Abstract

ABSTRACT Thailand’s antimicrobial stewardship strategy has focussed on promoting ‘rational drug use’ in the public sector, to reduce the threat of drug resistance and control healthcare expenditure. The strategy’s next ambition is to attend to the private sector, where antibiotics are widely available over the counter without prescription. Using ethnographic and survey data, this paper follows antibiotics through community pharmacies, to explore drug distribution and access, and identify potential challenges for stewardship.

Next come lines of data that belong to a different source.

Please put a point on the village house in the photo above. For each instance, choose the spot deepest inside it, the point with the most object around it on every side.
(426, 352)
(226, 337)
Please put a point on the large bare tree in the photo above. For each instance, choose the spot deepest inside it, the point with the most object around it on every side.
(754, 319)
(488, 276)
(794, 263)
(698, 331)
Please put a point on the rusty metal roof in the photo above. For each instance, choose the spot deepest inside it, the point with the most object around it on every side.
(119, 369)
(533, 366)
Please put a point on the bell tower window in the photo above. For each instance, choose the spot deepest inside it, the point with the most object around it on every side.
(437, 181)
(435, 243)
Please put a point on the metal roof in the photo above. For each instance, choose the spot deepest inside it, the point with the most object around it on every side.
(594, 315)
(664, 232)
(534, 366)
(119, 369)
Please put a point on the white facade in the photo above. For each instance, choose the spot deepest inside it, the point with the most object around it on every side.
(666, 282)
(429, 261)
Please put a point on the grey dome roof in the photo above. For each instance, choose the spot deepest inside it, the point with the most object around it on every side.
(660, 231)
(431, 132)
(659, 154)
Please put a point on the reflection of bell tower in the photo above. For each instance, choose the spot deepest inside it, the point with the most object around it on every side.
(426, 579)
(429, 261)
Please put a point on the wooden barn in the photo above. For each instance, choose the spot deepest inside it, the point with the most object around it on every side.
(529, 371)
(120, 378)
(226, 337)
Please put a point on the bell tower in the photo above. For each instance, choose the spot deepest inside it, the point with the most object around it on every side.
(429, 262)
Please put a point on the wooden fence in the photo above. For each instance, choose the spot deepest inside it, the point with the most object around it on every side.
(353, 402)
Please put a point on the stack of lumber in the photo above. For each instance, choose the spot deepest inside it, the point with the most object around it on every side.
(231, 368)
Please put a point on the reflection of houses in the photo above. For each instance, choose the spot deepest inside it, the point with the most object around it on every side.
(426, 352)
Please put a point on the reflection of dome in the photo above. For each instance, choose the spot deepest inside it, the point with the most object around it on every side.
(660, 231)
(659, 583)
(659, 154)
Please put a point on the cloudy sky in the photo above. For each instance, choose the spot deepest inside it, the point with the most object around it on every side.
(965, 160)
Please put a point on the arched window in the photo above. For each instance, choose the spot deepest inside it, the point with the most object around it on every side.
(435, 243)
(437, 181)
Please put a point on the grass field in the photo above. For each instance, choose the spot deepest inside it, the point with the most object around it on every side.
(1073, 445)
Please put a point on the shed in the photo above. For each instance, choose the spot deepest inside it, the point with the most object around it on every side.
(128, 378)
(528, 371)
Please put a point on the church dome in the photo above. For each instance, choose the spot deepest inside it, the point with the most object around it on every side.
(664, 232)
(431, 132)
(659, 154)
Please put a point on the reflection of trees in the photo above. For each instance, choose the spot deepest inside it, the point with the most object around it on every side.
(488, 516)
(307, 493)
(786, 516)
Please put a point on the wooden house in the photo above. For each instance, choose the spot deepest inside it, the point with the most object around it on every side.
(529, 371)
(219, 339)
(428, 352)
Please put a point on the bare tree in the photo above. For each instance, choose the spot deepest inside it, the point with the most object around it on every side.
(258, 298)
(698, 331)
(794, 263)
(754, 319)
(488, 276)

We extend the analytical frame beyond ‘irrational’ dispenser-customer transactions, to explore the logics of practice of a multiplicity of actors in the context of a highly competitive pharmaceutical market. Highlighting the role of the pharmaceutical industry in mystifying medicines, we show how antibiotics are collapsed into a category of ‘strong medicines’ and requested by customers using ‘prescriptions by proxy’. We further examine how Thailand’s drug regulation and classificatory systems, historically orientated around access to medicines, enable the proliferation of antibiotics in the context of contemporary efforts to control distribution. Recognising the negotiations involved in dispensing antibiotics in a pluralistic health system, we attempt to reconfigure allocations of responsibility, advocating for stewardship approaches that take into account local ecologies of care, as well as implications for access, equity, and accountability.